Je ne sais pas pourquoi il est si difficile pour les gens de concevoir qu’on puisse ne vouloir qu’un seul enfant. Ca en devient même culpabilisant.
Comme s’il n’y avait rien de plus cruel au monde que de ne pas donner de petit frère ou de petite soeur à son enfant.

Lorsque tu oses dire que « un c’est bien aussi », la plupart des gens te regarde comme si tu étais un monstre et avance souvent les même arguments foireux pour justifier leur étonnement :

– Mais tu ne vas pas le laisser tout seul quand même le pauvre ?! Il va s’ennuyer.

Ce à quoi je réponds systématiquement qu’on ne fait pas un 2e enfant pour tenir compagnie au premier…On en fait un 2e (ou 3e ou 4e…) parce qu’on en a envie. Point. Le jour ou Petit Ours s’ennuiera, je lui offrirai un chien.

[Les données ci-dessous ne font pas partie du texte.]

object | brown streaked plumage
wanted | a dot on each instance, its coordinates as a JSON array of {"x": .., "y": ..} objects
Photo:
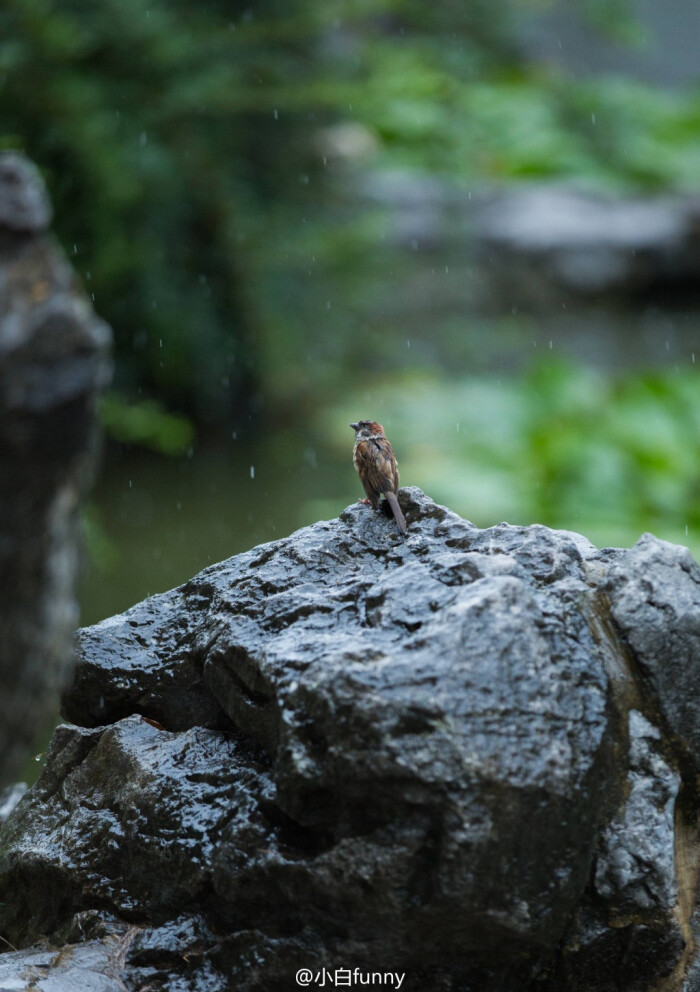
[{"x": 375, "y": 462}]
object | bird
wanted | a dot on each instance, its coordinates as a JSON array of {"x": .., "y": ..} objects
[{"x": 375, "y": 463}]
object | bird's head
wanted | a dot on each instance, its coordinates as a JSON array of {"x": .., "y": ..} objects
[{"x": 365, "y": 429}]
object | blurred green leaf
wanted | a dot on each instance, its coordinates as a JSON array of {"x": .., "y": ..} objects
[{"x": 145, "y": 423}]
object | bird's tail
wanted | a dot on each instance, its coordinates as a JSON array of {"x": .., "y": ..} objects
[{"x": 396, "y": 510}]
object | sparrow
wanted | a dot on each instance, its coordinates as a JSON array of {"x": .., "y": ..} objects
[{"x": 375, "y": 463}]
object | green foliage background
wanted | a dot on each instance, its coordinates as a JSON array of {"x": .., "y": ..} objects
[{"x": 192, "y": 153}]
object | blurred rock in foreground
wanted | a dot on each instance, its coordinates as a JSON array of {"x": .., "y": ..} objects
[
  {"x": 470, "y": 757},
  {"x": 54, "y": 359}
]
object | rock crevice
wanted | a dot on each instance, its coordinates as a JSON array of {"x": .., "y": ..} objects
[{"x": 460, "y": 755}]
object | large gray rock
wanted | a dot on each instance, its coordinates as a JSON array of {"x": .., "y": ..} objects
[
  {"x": 53, "y": 363},
  {"x": 654, "y": 593},
  {"x": 423, "y": 753}
]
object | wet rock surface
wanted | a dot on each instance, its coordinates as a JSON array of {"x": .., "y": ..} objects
[
  {"x": 441, "y": 756},
  {"x": 54, "y": 361}
]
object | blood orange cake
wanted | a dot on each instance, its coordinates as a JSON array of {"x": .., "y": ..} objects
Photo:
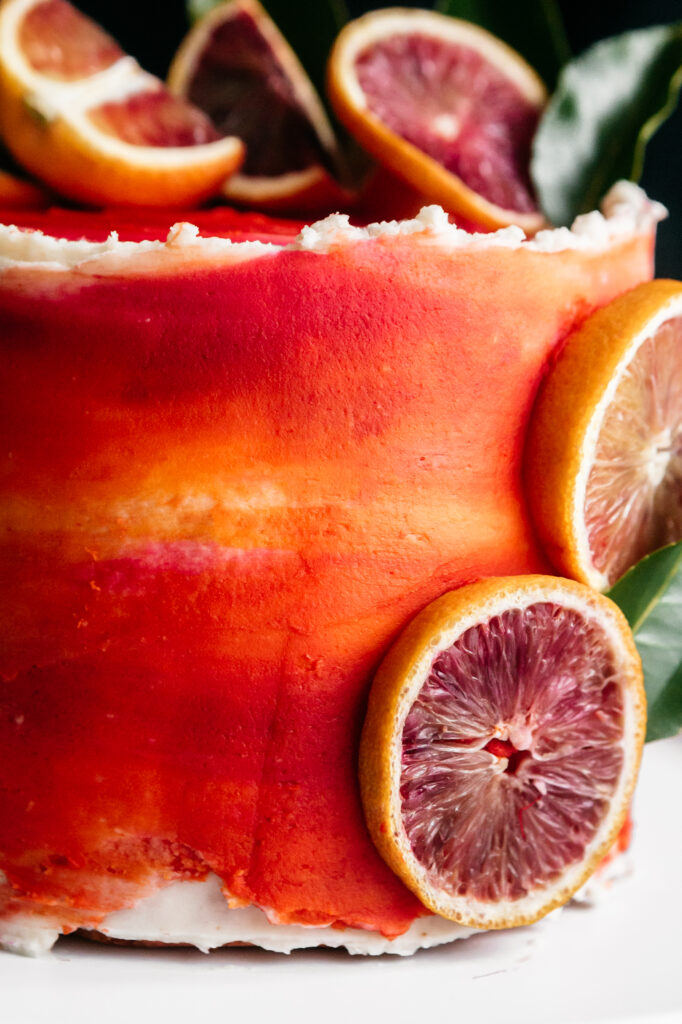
[{"x": 232, "y": 472}]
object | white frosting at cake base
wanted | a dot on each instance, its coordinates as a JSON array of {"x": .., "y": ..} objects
[{"x": 197, "y": 913}]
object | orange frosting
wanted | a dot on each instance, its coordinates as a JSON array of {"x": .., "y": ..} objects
[{"x": 225, "y": 487}]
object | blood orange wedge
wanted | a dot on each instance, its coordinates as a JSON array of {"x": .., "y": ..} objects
[
  {"x": 236, "y": 66},
  {"x": 446, "y": 107},
  {"x": 82, "y": 116},
  {"x": 501, "y": 747},
  {"x": 604, "y": 457}
]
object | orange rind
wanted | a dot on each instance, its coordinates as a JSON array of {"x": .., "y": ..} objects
[
  {"x": 238, "y": 68},
  {"x": 501, "y": 747},
  {"x": 422, "y": 91},
  {"x": 603, "y": 464},
  {"x": 87, "y": 120}
]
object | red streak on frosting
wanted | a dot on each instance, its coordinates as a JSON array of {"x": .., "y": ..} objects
[{"x": 225, "y": 489}]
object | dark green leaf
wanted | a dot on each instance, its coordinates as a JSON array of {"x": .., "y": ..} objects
[
  {"x": 608, "y": 103},
  {"x": 650, "y": 597},
  {"x": 534, "y": 28},
  {"x": 308, "y": 26}
]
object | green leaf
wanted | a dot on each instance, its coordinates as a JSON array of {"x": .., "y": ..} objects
[
  {"x": 650, "y": 597},
  {"x": 534, "y": 28},
  {"x": 608, "y": 103},
  {"x": 308, "y": 26}
]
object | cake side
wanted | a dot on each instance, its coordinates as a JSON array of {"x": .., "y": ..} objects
[{"x": 227, "y": 485}]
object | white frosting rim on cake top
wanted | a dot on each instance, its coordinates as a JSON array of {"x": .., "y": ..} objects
[{"x": 626, "y": 211}]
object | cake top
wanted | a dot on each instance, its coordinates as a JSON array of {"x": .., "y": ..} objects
[{"x": 626, "y": 211}]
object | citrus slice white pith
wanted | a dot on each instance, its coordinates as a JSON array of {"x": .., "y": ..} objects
[
  {"x": 502, "y": 745},
  {"x": 85, "y": 118},
  {"x": 445, "y": 105},
  {"x": 604, "y": 458}
]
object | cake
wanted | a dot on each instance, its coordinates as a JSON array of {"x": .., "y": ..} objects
[{"x": 232, "y": 471}]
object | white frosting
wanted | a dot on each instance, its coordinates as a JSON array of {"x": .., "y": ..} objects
[
  {"x": 197, "y": 913},
  {"x": 627, "y": 211}
]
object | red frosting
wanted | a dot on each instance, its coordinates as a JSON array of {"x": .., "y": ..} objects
[{"x": 225, "y": 488}]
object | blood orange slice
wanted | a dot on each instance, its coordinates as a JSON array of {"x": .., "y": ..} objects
[
  {"x": 502, "y": 745},
  {"x": 604, "y": 458},
  {"x": 85, "y": 118},
  {"x": 446, "y": 107},
  {"x": 237, "y": 67}
]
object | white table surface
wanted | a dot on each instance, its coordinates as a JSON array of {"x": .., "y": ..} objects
[{"x": 617, "y": 962}]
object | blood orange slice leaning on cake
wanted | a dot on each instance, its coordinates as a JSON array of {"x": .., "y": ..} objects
[
  {"x": 446, "y": 107},
  {"x": 86, "y": 119},
  {"x": 604, "y": 461},
  {"x": 502, "y": 745}
]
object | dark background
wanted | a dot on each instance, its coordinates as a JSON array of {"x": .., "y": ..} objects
[{"x": 152, "y": 32}]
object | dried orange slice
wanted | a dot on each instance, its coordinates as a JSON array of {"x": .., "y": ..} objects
[
  {"x": 501, "y": 747},
  {"x": 604, "y": 456},
  {"x": 85, "y": 118},
  {"x": 445, "y": 105},
  {"x": 237, "y": 67}
]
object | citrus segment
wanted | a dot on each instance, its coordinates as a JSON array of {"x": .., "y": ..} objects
[
  {"x": 88, "y": 121},
  {"x": 60, "y": 43},
  {"x": 446, "y": 107},
  {"x": 237, "y": 67},
  {"x": 501, "y": 747},
  {"x": 156, "y": 119},
  {"x": 604, "y": 461}
]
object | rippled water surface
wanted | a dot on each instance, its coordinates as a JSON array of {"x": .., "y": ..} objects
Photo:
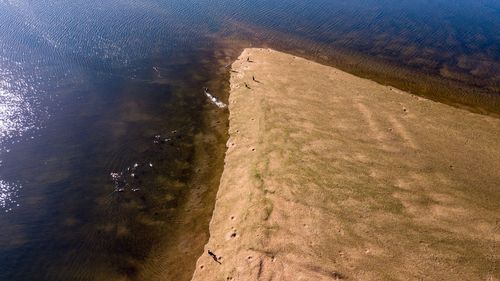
[{"x": 85, "y": 86}]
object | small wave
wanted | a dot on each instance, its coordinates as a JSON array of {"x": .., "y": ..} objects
[{"x": 214, "y": 100}]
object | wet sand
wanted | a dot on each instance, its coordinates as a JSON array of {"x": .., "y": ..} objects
[{"x": 329, "y": 176}]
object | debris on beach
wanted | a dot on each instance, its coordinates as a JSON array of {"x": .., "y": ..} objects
[
  {"x": 213, "y": 99},
  {"x": 214, "y": 256}
]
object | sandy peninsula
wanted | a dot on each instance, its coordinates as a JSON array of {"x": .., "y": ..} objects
[{"x": 329, "y": 176}]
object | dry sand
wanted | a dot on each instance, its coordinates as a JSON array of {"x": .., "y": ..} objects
[{"x": 328, "y": 176}]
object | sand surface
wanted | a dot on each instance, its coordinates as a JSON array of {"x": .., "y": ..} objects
[{"x": 328, "y": 176}]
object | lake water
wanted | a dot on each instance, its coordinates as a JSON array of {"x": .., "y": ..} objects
[{"x": 85, "y": 86}]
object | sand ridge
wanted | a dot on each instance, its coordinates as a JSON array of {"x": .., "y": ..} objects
[{"x": 329, "y": 176}]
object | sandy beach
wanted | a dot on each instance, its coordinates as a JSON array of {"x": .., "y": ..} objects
[{"x": 329, "y": 176}]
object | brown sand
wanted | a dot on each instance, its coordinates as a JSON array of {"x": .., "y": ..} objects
[{"x": 328, "y": 176}]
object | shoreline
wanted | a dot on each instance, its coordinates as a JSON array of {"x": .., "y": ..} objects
[{"x": 367, "y": 183}]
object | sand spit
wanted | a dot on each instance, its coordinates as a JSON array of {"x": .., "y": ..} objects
[{"x": 328, "y": 176}]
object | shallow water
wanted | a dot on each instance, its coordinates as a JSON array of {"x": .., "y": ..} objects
[{"x": 86, "y": 85}]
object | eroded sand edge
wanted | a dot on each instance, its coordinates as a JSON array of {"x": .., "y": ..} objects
[{"x": 329, "y": 176}]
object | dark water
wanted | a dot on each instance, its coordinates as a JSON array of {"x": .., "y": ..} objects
[{"x": 85, "y": 85}]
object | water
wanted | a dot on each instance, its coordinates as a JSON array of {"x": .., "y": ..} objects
[{"x": 86, "y": 85}]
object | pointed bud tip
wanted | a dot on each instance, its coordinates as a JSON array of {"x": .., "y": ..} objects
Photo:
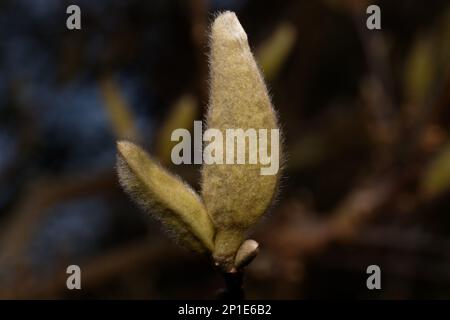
[{"x": 227, "y": 27}]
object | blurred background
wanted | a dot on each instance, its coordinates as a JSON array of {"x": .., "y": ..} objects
[{"x": 366, "y": 120}]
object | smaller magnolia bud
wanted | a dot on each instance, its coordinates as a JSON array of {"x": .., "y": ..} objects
[{"x": 246, "y": 253}]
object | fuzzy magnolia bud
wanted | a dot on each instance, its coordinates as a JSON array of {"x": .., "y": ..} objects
[
  {"x": 236, "y": 195},
  {"x": 166, "y": 197}
]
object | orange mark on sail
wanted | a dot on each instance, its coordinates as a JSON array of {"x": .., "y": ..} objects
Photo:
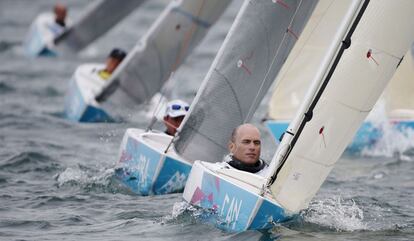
[
  {"x": 323, "y": 136},
  {"x": 281, "y": 2},
  {"x": 240, "y": 63},
  {"x": 369, "y": 56}
]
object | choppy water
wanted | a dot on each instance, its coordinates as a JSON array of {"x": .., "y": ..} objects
[{"x": 56, "y": 177}]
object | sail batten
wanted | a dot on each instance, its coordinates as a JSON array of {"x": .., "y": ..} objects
[
  {"x": 252, "y": 54},
  {"x": 338, "y": 110}
]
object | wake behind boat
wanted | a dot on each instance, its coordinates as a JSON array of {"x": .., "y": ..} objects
[
  {"x": 172, "y": 37},
  {"x": 294, "y": 80},
  {"x": 340, "y": 96}
]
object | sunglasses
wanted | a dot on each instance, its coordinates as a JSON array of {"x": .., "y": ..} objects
[{"x": 179, "y": 107}]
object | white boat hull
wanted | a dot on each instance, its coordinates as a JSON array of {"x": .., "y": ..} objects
[
  {"x": 235, "y": 204},
  {"x": 144, "y": 167}
]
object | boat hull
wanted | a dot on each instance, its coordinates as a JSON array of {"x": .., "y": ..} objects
[
  {"x": 235, "y": 206},
  {"x": 367, "y": 135},
  {"x": 80, "y": 104},
  {"x": 145, "y": 169}
]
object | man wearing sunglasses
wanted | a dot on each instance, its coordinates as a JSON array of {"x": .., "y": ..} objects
[
  {"x": 245, "y": 148},
  {"x": 114, "y": 59},
  {"x": 174, "y": 115}
]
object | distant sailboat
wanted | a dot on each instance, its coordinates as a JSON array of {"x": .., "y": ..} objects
[
  {"x": 147, "y": 163},
  {"x": 340, "y": 96},
  {"x": 176, "y": 32},
  {"x": 46, "y": 39},
  {"x": 294, "y": 80},
  {"x": 254, "y": 51},
  {"x": 395, "y": 108}
]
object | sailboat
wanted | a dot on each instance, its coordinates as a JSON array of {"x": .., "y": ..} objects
[
  {"x": 396, "y": 109},
  {"x": 45, "y": 39},
  {"x": 147, "y": 164},
  {"x": 175, "y": 33},
  {"x": 339, "y": 98},
  {"x": 292, "y": 84}
]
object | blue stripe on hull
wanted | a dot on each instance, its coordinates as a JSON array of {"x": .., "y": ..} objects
[
  {"x": 172, "y": 177},
  {"x": 139, "y": 164},
  {"x": 268, "y": 213},
  {"x": 233, "y": 206},
  {"x": 366, "y": 136},
  {"x": 76, "y": 109}
]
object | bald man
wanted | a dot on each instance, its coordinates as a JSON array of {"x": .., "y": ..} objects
[{"x": 245, "y": 147}]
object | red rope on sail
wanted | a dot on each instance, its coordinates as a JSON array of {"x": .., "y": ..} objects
[
  {"x": 292, "y": 33},
  {"x": 281, "y": 2},
  {"x": 369, "y": 56}
]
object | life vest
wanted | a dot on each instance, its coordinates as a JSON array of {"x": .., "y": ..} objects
[{"x": 252, "y": 168}]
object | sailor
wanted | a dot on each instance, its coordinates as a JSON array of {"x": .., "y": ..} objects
[
  {"x": 59, "y": 25},
  {"x": 174, "y": 115},
  {"x": 245, "y": 147},
  {"x": 60, "y": 14},
  {"x": 114, "y": 59}
]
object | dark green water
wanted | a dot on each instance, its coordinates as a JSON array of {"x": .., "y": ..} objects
[{"x": 56, "y": 177}]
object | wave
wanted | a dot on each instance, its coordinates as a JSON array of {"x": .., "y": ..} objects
[
  {"x": 6, "y": 45},
  {"x": 29, "y": 162},
  {"x": 5, "y": 88},
  {"x": 102, "y": 182},
  {"x": 335, "y": 214}
]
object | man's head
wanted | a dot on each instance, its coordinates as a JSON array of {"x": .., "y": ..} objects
[
  {"x": 174, "y": 115},
  {"x": 60, "y": 13},
  {"x": 114, "y": 59},
  {"x": 245, "y": 144}
]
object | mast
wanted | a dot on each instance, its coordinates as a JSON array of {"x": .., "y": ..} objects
[
  {"x": 247, "y": 63},
  {"x": 340, "y": 99}
]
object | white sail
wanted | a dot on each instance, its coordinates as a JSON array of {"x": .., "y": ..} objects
[
  {"x": 340, "y": 99},
  {"x": 303, "y": 62},
  {"x": 399, "y": 92},
  {"x": 98, "y": 19},
  {"x": 178, "y": 30},
  {"x": 252, "y": 54}
]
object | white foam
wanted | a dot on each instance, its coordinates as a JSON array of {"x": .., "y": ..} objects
[
  {"x": 337, "y": 214},
  {"x": 393, "y": 141},
  {"x": 82, "y": 178}
]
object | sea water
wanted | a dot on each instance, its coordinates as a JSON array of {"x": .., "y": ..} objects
[{"x": 57, "y": 177}]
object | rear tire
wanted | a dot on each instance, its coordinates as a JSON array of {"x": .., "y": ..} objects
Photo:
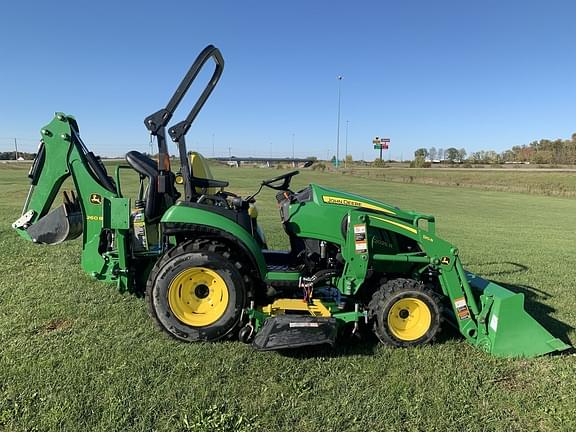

– Mais tu sais, c’est plus facile d’affronter les épreuves de la vie (si je comprends bien vieillesse des parents toussa) à deux.

Mouais…de l’avis de beaucoup de personne, c’est souvent dans les moment difficiles qu’on se rends compte qu’on est seul même au sein d’une fratrie.
Qui plus est, il est possible de se trouver une « famille » ailleurs que dans son cercle familiale justement.
Combien de personne d’une même famille ne se voient plus à la suite de querelles bidons ? J’ai trop vu ça dans ma propre famille pour croire naïvement que des frères et soeurs seront unis quoi qu’il arrive, même si ça arrive heureusement.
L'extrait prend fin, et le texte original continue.